Die Politik, die hier eine steuernde Rolle einnehmen sollte, kann über das Instrument der Förderung auch die vorwett­be­werb­liche Phase des Wachstums von Unter­nehmen aber auch die Phase des Auf- und Ausbaus biolo­gi­scher Prozesse in tradi­tio­nellen Unter­nehmen ermög­lichen und damit den Einstieg tradi­tio­neller Produktion in die Bioöko­nomie erleichtern und beschleu­nigen. Häufig ist hier die Kopplung von privater und öffent­licher Förderung erfolgreich.

Eine weitere Steuerung ist über die Erleich­terung des Markt­zugang für neue Produkte und Materialien möglich, so können Normen angepasst, neue Materi­al­vor­gaben erstellt oder Beimi­schungs­quoten festgelegt werden.

Und schließlich müssen die Vorteile neuer Verfahren und Produkte und ihr positiver Beitrag für Klima­schutz, Umwelt­schutz und Nachhal­tigkeit sichtbar gemacht werden.
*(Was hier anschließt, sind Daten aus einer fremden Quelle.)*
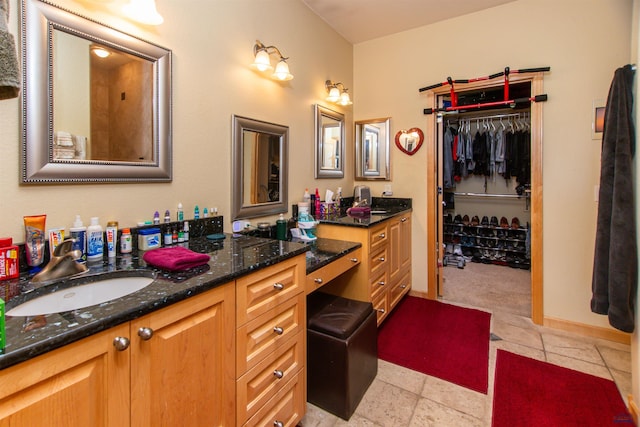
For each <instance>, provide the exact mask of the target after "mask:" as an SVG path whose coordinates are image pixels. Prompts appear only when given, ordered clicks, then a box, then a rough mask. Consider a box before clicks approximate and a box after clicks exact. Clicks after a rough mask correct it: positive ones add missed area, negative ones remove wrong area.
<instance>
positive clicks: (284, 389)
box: [236, 255, 307, 426]
mask: <svg viewBox="0 0 640 427" xmlns="http://www.w3.org/2000/svg"><path fill="white" fill-rule="evenodd" d="M305 269H306V261H305V255H299V256H297V257H295V258H292V259H289V260H286V261H282V262H280V263H278V264H275V265H273V266H270V267H267V268H264V269H262V270H259V271H257V272H256V273H253V274H251V275H249V276H245V277H241V278H239V279H238V280H237V281H236V292H237V301H238V304H237V305H238V309H237V313H236V322H237V323H236V327H237V329H236V348H237V359H236V375H237V378H236V387H237V388H236V393H237V394H236V400H237V414H236V420H237V423H236V425H238V426H264V425H269V426H273V425H282V426H295V425H297V423H298V422H299V421H300V420H301V419H302V417H303V416H304V413H305V408H306V401H307V399H306V377H305V370H304V367H305V363H306V341H305V339H306V295H305V292H304V288H305V278H306V275H305Z"/></svg>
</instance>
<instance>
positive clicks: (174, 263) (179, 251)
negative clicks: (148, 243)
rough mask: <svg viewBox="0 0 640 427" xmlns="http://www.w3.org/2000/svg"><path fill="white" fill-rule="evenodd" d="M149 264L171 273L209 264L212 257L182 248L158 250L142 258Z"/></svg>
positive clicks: (157, 249) (152, 250) (190, 250)
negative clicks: (169, 271) (166, 270)
mask: <svg viewBox="0 0 640 427" xmlns="http://www.w3.org/2000/svg"><path fill="white" fill-rule="evenodd" d="M142 259H143V260H144V262H146V263H147V264H150V265H153V266H156V267H159V268H162V269H164V270H169V271H185V270H189V269H191V268H194V267H199V266H201V265H204V264H206V263H208V262H209V260H210V259H211V257H210V256H209V255H207V254H200V253H198V252H194V251H192V250H191V249H187V248H184V247H182V246H176V247H171V248H158V249H152V250H150V251H147V252H145V253H144V255H143V256H142Z"/></svg>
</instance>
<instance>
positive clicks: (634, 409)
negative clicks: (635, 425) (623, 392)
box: [627, 394, 640, 425]
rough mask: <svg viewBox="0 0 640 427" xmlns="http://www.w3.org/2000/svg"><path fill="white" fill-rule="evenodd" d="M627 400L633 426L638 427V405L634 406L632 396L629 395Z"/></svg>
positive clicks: (638, 411) (639, 413)
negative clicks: (636, 425)
mask: <svg viewBox="0 0 640 427" xmlns="http://www.w3.org/2000/svg"><path fill="white" fill-rule="evenodd" d="M627 399H628V402H629V405H628V406H629V413H630V414H631V418H633V422H634V423H635V425H638V414H640V411H639V410H638V405H636V401H635V399H634V398H633V394H630V395H629V396H628V397H627Z"/></svg>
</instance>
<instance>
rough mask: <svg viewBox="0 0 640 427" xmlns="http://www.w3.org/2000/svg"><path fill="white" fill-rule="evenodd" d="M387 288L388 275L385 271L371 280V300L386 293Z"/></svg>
mask: <svg viewBox="0 0 640 427" xmlns="http://www.w3.org/2000/svg"><path fill="white" fill-rule="evenodd" d="M388 286H389V275H388V274H387V272H386V271H382V273H381V274H380V275H378V276H375V278H374V279H373V280H371V300H374V299H375V298H376V297H377V296H378V295H380V292H386V291H387V289H388Z"/></svg>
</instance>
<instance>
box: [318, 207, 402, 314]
mask: <svg viewBox="0 0 640 427" xmlns="http://www.w3.org/2000/svg"><path fill="white" fill-rule="evenodd" d="M317 235H318V237H325V238H330V239H342V240H347V241H352V242H360V243H362V262H361V264H360V266H358V267H357V268H355V269H352V270H350V271H347V272H346V273H345V274H343V275H342V276H340V277H337V278H335V279H334V280H333V281H332V282H331V283H329V284H327V285H326V286H323V288H322V291H323V292H328V293H331V294H334V295H339V296H342V297H345V298H350V299H355V300H359V301H366V302H371V303H372V304H373V308H374V309H375V310H376V312H377V321H378V325H380V324H381V323H382V321H383V320H384V319H385V318H386V317H387V316H388V315H389V313H390V312H391V310H393V309H394V307H395V306H396V305H397V304H398V302H399V301H400V300H401V299H402V297H403V296H404V295H405V294H407V293H408V292H409V290H410V289H411V213H410V212H407V213H403V214H399V215H396V216H394V217H392V218H390V219H388V220H386V221H383V222H381V223H379V224H376V225H373V226H371V227H369V228H364V227H350V226H344V225H337V224H320V225H319V226H318V228H317Z"/></svg>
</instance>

Die Visibi­lität der bioöko­no­mi­schen Welt muss im Dialog mit der Gesell­schaft und damit den Verbrau­che­rinnen und Verbrau­chern disku­tiert und vermittelt werden. Das BMBF hat dies mit dem Wissen­schaftsjahr Bioöko­nomie begonnen. Beispiel­re­gionen, wie sie zurzeit für die Kohle­re­viere geplant sind, werden auch helfen, bioöko­no­mische Netzwerke zu bauen und alle Akteure – Wirtschaft, Politik und Gesell­schaft – in die Umsetzung aktiv einzubinden.

Unser Weg zur Klima­neu­tra­lität und der Erfüllung der UN-Nachhal­tig­keits­ziele (SDGs) braucht die Expertise der indus­tri­ellen Biotech­no­logie und der Bioökonomie.